Labor costs in hospitals continue to rise as nurses push for higher pay, requiring providers to readjust their workforce.

According to Kaufman Hall, total labor costs rose 12.6% from October 2020 to October 2021 and 14.8% from October 2019 to October 2021. analysis about 900 hospitals. Full-time equivalent per bed adjusted was down 4.5% year-over-year, while labor costs per adjusted statement increased by 16.3%, suggesting that higher wages caused by labor shortages across the country are driving up labor costs rather than headcounts, the report says.

“We continue to see labor costs going up much faster than you usually think,” said Eric Swanson, senior vice president of Kaufman Hall. “Comparing higher labor costs with lower discharges shows how higher nursing rates, longer stays, higher wages, and support for contract labor all lead to really dramatic increases in labor costs.”

CommonSpirit Health’s financial performance reflects national trends. Payroll costs in a system of 140 hospitals rose 16.3% year-on-year in the quarter ending September 30, mainly due to higher contract pay costs, allowances, overtime, etc.

As a result, CommonSpirit is redefining its staffing models. It assigns administrative duties to virtual registered nurses, such as supervising unlicensed staff, to facilitate the work of local nurses. Last year, CommonSpirit used a team-based patient care model with pharmacists, licensed nurses, nursing assistants and paramedics in its Iowa unit. The company plans to implement this model throughout the system over the next five years, the organization said in its most recent income statement.

Contract labor rates are out of control, according to Don Lilly, chief network and affiliate specialist at Alabama Medical University at Birmingham.

“If we can’t achieve income stability for many of these welfare hospitals, we are really concerned about what will happen in the next two to four years,” he said. “Some hospitals have benefited from CARES Dollars. But the costs of having to pay nurses to compete with recruiting agencies and other providers won’t go away when the pandemic is less than it is now. ”

UPMC’s labor costs are up nearly 5% in the first nine months of 2021 compared to the same period last year.

Travel times between hospitals are increasing due to a lack of staff. Patients, both COVID-19 and non-COVID-19, are being rejected as the labor market tightens and practitioners leave the profession, hospital executives and industry observers said.

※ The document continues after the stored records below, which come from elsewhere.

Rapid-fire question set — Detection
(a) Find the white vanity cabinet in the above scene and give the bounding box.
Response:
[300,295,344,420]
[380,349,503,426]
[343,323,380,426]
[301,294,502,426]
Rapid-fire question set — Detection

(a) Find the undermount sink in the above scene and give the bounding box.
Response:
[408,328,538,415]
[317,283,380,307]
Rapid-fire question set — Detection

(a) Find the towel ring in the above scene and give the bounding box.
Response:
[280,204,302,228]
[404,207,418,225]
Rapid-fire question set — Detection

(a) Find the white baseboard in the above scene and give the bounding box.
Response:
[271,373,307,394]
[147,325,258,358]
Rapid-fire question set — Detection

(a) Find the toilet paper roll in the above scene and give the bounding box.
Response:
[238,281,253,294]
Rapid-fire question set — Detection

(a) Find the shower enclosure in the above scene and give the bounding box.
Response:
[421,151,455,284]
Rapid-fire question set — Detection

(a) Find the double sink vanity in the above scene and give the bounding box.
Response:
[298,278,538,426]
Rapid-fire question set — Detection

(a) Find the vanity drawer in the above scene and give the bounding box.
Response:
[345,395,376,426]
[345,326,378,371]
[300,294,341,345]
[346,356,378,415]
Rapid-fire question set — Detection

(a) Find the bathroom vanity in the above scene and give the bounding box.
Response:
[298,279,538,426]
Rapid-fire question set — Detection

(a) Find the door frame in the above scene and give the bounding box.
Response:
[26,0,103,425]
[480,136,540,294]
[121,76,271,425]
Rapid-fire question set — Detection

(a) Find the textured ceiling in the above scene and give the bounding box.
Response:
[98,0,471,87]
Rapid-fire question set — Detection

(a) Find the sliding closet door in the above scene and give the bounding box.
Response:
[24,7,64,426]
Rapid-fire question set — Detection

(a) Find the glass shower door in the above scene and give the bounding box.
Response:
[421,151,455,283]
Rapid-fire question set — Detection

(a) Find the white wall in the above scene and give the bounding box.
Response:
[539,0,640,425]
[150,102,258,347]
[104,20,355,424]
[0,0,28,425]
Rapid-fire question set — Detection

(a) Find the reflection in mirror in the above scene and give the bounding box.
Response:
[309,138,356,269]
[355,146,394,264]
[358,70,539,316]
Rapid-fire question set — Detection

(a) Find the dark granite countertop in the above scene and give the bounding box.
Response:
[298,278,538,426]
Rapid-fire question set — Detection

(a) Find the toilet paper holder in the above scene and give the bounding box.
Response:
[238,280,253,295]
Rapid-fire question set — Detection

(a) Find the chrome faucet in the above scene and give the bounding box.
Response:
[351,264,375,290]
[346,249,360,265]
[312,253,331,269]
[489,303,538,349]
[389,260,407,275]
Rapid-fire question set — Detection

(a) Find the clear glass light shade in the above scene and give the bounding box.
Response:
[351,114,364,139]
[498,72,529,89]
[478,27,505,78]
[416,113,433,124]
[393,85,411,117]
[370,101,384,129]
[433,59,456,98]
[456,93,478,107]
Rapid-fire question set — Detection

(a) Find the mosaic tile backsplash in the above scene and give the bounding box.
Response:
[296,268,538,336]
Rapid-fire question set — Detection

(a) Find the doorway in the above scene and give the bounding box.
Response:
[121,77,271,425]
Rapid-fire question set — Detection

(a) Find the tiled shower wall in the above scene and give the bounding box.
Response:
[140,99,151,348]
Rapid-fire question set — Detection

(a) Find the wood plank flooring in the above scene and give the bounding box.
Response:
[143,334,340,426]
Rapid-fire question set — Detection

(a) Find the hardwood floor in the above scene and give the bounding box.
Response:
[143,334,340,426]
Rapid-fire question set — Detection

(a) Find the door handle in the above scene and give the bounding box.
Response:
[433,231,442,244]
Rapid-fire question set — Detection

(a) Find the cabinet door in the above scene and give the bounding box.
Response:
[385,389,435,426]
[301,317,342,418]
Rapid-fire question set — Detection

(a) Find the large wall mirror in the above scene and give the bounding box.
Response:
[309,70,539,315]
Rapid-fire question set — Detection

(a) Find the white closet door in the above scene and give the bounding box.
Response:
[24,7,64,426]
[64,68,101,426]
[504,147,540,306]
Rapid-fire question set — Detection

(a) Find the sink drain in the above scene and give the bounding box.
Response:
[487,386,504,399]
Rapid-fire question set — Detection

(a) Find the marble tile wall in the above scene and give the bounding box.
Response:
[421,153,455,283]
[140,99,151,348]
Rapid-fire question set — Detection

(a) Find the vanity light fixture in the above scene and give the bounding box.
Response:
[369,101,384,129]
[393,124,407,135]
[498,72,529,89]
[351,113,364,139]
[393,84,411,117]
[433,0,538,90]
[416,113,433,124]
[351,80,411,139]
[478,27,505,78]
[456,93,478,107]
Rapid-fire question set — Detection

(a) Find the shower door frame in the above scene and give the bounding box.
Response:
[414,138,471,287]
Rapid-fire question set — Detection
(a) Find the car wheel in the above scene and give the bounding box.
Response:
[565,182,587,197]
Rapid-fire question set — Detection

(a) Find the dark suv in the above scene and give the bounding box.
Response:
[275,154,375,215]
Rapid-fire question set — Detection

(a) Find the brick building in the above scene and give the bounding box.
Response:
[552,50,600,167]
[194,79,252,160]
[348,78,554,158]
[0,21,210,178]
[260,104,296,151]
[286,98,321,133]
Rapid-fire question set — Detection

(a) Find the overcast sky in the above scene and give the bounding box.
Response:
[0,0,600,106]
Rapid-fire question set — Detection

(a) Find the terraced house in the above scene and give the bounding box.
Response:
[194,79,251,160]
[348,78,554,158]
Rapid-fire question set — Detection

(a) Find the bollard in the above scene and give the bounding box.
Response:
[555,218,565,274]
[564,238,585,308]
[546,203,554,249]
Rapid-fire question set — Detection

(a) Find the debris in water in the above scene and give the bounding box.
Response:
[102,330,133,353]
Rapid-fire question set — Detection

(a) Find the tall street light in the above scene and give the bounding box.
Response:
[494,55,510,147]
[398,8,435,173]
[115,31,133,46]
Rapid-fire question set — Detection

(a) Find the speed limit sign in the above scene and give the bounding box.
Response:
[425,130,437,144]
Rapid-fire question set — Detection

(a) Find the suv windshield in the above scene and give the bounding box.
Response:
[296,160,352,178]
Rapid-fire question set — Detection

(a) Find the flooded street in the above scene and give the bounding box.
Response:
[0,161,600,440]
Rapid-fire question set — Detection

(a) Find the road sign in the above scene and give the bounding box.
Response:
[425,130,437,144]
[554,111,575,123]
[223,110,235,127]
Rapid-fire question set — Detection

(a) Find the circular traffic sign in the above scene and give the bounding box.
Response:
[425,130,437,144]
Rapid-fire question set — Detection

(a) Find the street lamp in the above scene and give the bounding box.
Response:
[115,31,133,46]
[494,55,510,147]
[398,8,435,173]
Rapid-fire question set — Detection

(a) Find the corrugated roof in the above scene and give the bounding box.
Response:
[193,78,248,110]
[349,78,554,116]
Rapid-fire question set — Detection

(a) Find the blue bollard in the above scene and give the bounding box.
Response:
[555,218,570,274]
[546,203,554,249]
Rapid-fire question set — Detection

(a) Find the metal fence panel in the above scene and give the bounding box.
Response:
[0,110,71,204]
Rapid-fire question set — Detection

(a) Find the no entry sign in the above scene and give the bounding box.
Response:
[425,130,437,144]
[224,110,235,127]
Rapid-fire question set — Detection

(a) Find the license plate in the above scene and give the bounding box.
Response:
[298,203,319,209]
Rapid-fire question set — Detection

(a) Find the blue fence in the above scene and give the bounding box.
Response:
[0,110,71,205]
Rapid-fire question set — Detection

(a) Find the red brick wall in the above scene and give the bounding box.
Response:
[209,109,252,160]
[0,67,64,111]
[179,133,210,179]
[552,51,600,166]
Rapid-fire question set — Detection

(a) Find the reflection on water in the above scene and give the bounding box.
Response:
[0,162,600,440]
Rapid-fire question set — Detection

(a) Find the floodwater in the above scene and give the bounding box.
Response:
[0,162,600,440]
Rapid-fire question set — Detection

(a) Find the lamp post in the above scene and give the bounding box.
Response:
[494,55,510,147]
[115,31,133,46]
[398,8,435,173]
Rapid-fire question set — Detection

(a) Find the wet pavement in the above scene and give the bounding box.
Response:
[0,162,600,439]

“Nurses are leaving rural hospitals to go to their larger urban counterparts, become travel nurses, or work in regular retail stores like Walmart to raise wages. The stress of this pandemic has also made a number of nurses and administrators just say enough. and retire early. No one can blame them, “said Michael Topczyk, national leader of the Chartis Center for Rural Health, adding that some nurses are also leaving due to COVID-19 vaccination requirements. “This has led to a dramatic increase in costs.”

It was even more difficult to find specialized nurses, such as those with expertise in neurology and intensive care, health officials said.

Vanderbilt University Medical Center has tried to fill that gap with telemedicine providers and best practices, but there is still a supply-demand mismatch, said President and CEO Dr. Jeffrey Balser.

“We have to make sure we engage all practitioners at the highest level,” he said.